Retailers: Apple Pay Violates Durbin

Apple Pay is violating the Dodd-Frank Act’s Durbin amendment, retailer groups say — at least the way Apple’s mobile payments system is currently implemented — and the groups are calling on Apple, Visa and MasterCard to meet the requirements of the law, American Banker reported on Monday (April 6).

The problem: Durbin requires that merchants have payment routing options for debit-card transactions that aren’t affiliated with Visa and MasterCard, and which presumably have lower fees. But merchants complain that Apple Pay doesn’t let them choose how the tokenized transactions are routed — and as a result, they’re discovering that Apple Pay transactions are costing them more than regular plastic payment-card swipes.

The accusations come after a month of complaints and finger-pointing over Apple Pay-related fraud, lack of usage by iPhone owners and failures of merchant support — and there’s no lack of finger-pointing on this issue either.

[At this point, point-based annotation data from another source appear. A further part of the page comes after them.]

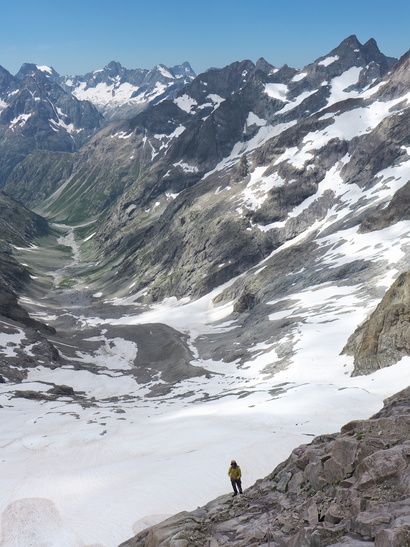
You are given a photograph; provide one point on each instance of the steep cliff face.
(347, 489)
(385, 337)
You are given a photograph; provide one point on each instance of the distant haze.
(78, 37)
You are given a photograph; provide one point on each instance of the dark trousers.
(236, 483)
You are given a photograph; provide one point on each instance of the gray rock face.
(385, 337)
(39, 114)
(158, 174)
(120, 93)
(347, 489)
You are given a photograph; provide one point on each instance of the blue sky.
(76, 37)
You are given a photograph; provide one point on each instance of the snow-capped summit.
(119, 92)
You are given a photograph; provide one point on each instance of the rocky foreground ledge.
(346, 489)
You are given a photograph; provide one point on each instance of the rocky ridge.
(118, 92)
(347, 489)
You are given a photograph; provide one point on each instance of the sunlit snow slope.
(130, 446)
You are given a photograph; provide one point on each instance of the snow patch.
(328, 61)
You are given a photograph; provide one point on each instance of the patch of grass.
(67, 282)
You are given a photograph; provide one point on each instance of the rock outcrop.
(346, 489)
(385, 337)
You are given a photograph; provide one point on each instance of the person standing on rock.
(235, 475)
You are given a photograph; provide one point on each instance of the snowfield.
(93, 471)
(80, 476)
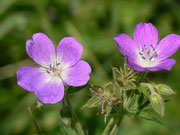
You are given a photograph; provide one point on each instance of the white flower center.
(58, 70)
(146, 56)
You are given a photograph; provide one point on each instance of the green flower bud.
(66, 115)
(157, 103)
(164, 89)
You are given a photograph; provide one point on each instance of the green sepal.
(157, 103)
(92, 102)
(145, 90)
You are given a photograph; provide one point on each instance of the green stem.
(116, 125)
(109, 126)
(74, 117)
(34, 121)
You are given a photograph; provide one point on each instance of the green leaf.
(164, 89)
(17, 21)
(93, 102)
(148, 116)
(72, 90)
(66, 130)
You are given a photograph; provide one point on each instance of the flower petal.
(166, 64)
(168, 46)
(41, 49)
(132, 63)
(78, 74)
(69, 51)
(145, 34)
(31, 78)
(52, 92)
(126, 45)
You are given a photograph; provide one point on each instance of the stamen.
(148, 53)
(48, 71)
(31, 43)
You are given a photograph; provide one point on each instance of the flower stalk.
(74, 117)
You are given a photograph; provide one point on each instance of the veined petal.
(31, 78)
(165, 64)
(41, 50)
(168, 46)
(52, 92)
(133, 63)
(145, 34)
(126, 45)
(69, 51)
(78, 74)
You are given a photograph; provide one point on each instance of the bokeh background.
(93, 23)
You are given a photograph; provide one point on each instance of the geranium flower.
(144, 52)
(47, 80)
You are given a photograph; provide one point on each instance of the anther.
(48, 71)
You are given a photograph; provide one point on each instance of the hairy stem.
(108, 127)
(116, 125)
(74, 117)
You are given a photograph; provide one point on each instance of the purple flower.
(144, 52)
(64, 66)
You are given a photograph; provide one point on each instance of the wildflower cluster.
(129, 93)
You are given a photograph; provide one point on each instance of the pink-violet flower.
(47, 80)
(144, 52)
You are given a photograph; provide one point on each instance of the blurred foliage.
(93, 23)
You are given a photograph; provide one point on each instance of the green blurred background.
(93, 23)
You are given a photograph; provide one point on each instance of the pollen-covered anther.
(148, 53)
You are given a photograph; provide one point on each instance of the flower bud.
(66, 115)
(164, 89)
(157, 103)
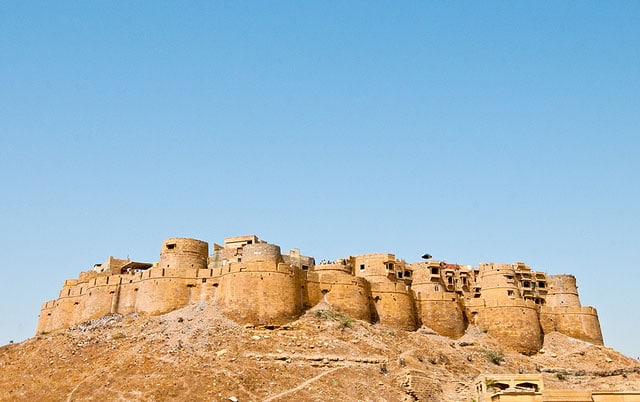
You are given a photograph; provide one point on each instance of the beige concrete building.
(252, 281)
(530, 388)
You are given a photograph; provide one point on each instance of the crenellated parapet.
(254, 282)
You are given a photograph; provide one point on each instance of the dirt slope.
(197, 355)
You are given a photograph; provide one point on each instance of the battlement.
(252, 282)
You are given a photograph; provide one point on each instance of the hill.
(196, 354)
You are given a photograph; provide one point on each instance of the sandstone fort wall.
(253, 282)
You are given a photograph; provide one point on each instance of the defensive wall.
(254, 282)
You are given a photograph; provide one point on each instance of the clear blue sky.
(493, 131)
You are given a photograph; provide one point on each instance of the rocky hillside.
(196, 354)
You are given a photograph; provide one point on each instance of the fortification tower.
(258, 288)
(562, 291)
(335, 284)
(562, 311)
(392, 300)
(438, 307)
(502, 312)
(167, 287)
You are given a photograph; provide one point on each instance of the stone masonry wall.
(251, 282)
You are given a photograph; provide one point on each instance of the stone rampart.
(334, 284)
(393, 305)
(256, 293)
(514, 322)
(574, 321)
(562, 291)
(251, 282)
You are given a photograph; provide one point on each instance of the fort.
(254, 282)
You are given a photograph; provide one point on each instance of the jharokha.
(253, 282)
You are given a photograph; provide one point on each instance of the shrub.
(495, 357)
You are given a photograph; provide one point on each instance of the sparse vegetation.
(495, 357)
(344, 320)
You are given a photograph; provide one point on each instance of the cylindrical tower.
(562, 291)
(344, 292)
(562, 311)
(180, 252)
(393, 305)
(259, 288)
(436, 308)
(166, 287)
(505, 315)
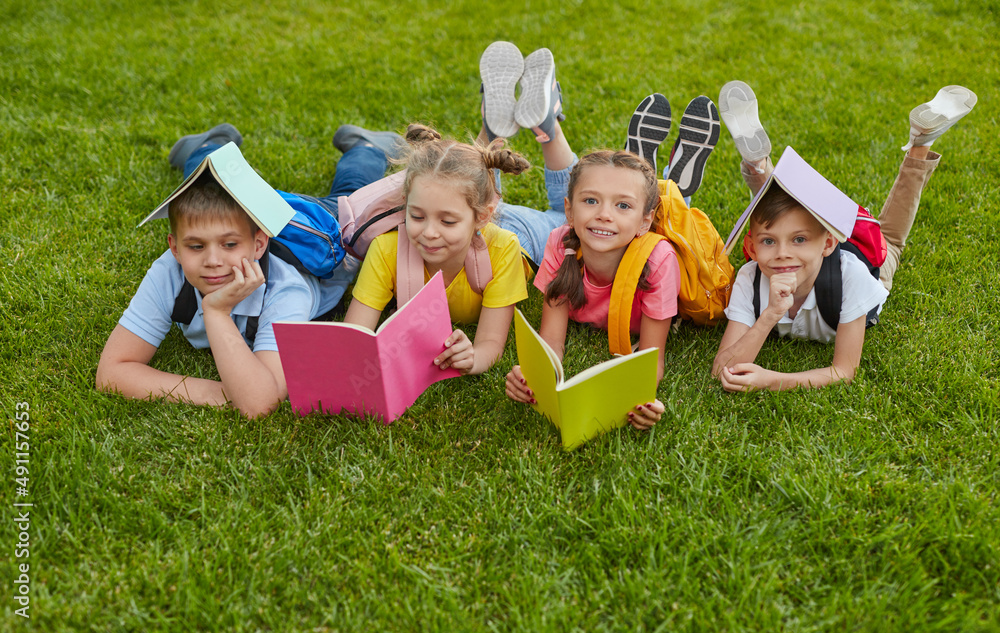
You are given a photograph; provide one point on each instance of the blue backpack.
(311, 239)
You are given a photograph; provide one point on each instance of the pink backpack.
(379, 208)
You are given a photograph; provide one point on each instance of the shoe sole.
(699, 133)
(500, 68)
(950, 104)
(648, 127)
(537, 86)
(187, 144)
(738, 108)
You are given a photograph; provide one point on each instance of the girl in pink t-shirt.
(611, 200)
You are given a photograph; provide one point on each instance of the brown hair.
(206, 201)
(568, 283)
(468, 166)
(775, 203)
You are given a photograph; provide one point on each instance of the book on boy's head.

While legal and technical opinions vary, all the players — merchants, card networks, processors, card-issuing banks and acquiring banks (which accept transactions for merchants) — seem to agree on two things: First, there are ways for Apple Pay and other mobile payments systems that use tokens to obey the Durbin requirements. And second, whoever’s fault it is, it’s not theirs.

For example, merchant groups say they can’t choose less expensive routing because Visa and MasterCard haven’t provided technical information for them to do that. Mercator Advisory Group VP Tim Sloane agreed — “The problem is the merchants do not yet have a mechanism to see that alternative network,” he said — but Sloane suggested it’s the acquiring banks that should be providing merchants with the necessary routing tables.

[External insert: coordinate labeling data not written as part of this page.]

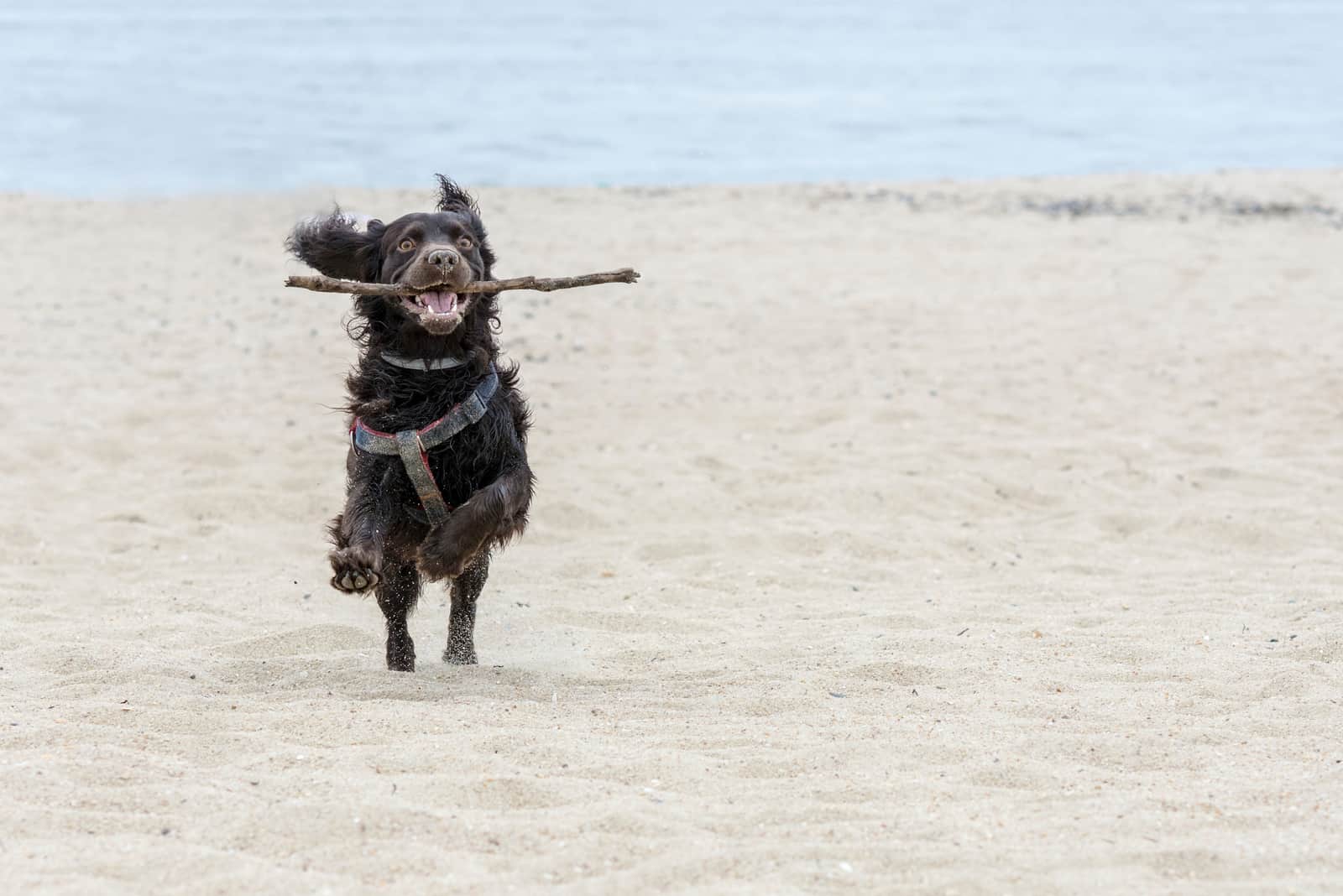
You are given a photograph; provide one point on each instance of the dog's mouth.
(436, 310)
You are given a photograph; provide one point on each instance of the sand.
(960, 538)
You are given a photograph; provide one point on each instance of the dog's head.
(434, 253)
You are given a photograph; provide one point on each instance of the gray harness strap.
(413, 445)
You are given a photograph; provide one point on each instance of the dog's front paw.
(355, 570)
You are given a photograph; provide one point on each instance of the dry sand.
(928, 538)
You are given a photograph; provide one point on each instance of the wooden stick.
(539, 284)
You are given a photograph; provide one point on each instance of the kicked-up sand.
(942, 538)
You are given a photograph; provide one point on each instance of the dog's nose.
(443, 258)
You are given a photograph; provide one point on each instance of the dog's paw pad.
(353, 573)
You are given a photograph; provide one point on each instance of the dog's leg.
(461, 624)
(359, 535)
(398, 591)
(497, 511)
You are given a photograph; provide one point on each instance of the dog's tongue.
(440, 302)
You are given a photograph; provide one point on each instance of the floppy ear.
(337, 248)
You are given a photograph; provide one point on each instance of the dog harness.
(413, 445)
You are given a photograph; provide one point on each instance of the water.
(132, 96)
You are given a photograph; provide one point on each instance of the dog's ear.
(336, 247)
(453, 197)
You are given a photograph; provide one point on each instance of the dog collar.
(422, 364)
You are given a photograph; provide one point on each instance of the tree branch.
(539, 284)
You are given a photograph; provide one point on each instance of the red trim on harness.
(393, 435)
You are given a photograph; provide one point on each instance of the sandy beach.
(950, 538)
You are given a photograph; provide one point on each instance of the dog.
(436, 472)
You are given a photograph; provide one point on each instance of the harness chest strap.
(413, 445)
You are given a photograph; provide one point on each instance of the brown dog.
(436, 471)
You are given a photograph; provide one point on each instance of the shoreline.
(1007, 560)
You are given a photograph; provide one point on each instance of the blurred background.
(165, 96)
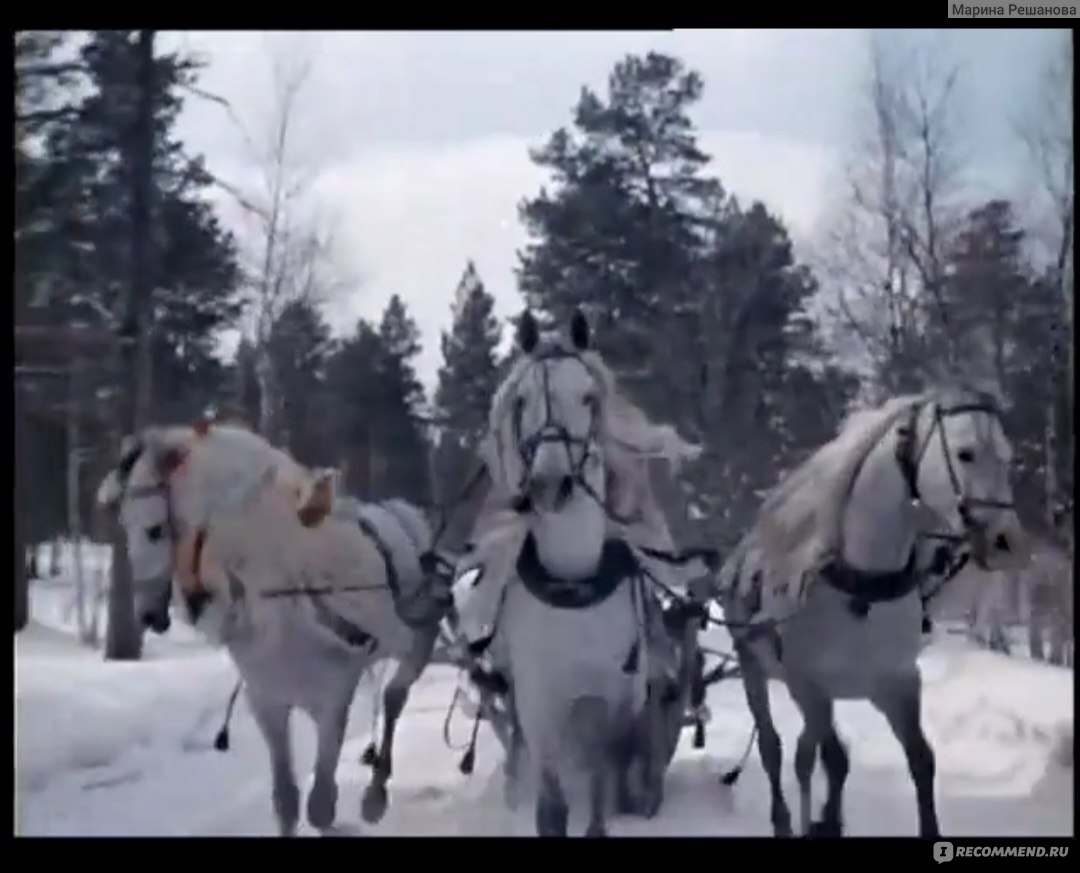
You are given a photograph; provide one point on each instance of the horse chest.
(297, 670)
(846, 654)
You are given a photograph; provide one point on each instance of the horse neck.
(878, 523)
(569, 542)
(257, 540)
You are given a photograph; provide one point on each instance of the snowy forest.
(126, 278)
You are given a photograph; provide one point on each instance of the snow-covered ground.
(124, 749)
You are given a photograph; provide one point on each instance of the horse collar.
(617, 564)
(866, 588)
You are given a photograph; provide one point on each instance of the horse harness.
(866, 588)
(551, 431)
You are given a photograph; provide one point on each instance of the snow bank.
(75, 712)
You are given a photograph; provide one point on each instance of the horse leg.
(552, 811)
(817, 711)
(272, 720)
(590, 725)
(512, 766)
(834, 760)
(322, 801)
(373, 805)
(900, 701)
(755, 684)
(653, 765)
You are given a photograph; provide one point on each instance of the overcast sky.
(421, 138)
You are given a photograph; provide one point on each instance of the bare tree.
(123, 636)
(888, 251)
(1047, 130)
(291, 249)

And while Merchant Advisory Group CEO Mark Horwedel said merchants “as a practical matter, don’t have the options that Durbin affords them” because they’re effectively locked into the networks of Visa and MasterCard, which operate Apple Pay’s tokenization technology, both First Data’s STAR Network and Fiserv’s Accel now say they can also handle Apple Pay transactions.

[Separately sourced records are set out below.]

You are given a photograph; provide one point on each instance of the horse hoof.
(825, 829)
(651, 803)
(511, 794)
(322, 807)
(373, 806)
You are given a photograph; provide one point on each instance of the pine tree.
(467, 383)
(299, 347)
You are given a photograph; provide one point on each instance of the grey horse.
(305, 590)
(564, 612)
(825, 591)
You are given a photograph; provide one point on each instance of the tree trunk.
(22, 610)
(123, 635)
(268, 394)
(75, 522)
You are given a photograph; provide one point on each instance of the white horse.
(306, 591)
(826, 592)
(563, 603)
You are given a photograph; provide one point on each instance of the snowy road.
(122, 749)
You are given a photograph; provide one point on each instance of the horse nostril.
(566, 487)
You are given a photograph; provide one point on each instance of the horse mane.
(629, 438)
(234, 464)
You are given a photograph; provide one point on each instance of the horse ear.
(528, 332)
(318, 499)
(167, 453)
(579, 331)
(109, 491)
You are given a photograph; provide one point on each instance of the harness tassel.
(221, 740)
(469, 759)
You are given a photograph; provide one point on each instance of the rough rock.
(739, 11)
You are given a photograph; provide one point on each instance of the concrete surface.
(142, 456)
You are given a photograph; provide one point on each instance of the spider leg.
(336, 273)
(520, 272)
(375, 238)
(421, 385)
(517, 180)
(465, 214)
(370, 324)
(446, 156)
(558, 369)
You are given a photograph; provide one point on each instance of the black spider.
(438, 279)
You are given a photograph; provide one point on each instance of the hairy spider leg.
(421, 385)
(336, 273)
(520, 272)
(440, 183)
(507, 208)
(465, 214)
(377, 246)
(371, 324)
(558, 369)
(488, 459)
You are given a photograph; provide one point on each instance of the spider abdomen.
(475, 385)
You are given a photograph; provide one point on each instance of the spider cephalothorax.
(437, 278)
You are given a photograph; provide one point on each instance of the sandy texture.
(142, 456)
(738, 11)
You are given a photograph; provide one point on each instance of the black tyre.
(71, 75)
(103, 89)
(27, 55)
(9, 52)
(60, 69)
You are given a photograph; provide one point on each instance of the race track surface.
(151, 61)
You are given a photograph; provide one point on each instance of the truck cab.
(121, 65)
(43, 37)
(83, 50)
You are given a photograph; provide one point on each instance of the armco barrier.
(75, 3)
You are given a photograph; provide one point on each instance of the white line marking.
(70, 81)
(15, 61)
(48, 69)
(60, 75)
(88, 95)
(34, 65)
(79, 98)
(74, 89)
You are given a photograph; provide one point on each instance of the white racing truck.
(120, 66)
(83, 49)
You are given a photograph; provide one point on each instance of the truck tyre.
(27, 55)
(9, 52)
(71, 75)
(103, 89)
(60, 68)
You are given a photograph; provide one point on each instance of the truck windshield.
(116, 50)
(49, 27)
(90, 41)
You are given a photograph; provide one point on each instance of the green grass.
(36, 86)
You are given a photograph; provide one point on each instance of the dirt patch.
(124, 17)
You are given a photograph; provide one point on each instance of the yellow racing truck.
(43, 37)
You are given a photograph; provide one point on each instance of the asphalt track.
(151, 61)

Meanwhile banking groups said they haven’t heard any complaints about the issue from their bank members, so they don’t view it as a problem. An unidentified attorney interviewed by American Banker suggested it’s the merchants’ fault because they “decided to accept transactions in a way that only gives them one network. The merchant has opted to use an online technology where only one network is available. It doesn’t mean that the issuer or the networks are precluding other types of transactions.”

That’s simply wrong, said National Retail Federation general counsel Mallory Duncan: “The Fed made it very clear that it was their intention that merchants were to have access to multiple [forms of] routing regardless of the configuration of the product.” According to the Federal Reserve’s rule implementing Durbin, that requirement “applies to any supplemental device, such as a fob or token, or chip or application in a mobile phone, that is issued in connection with a plastic card, even if that plastic card fully complies with the rule.”

While the finger-pointing is likely to continue, the problem may not, said former big-bank executive Tom Noyes, who now leads a recently launched data-marketplace startup called Commerce Signals. “Over the next six months, this shouldn’t be an issue anymore,” Noyes said. “The other networks will be able to work with Visa and MasterCard to be able to make this work.”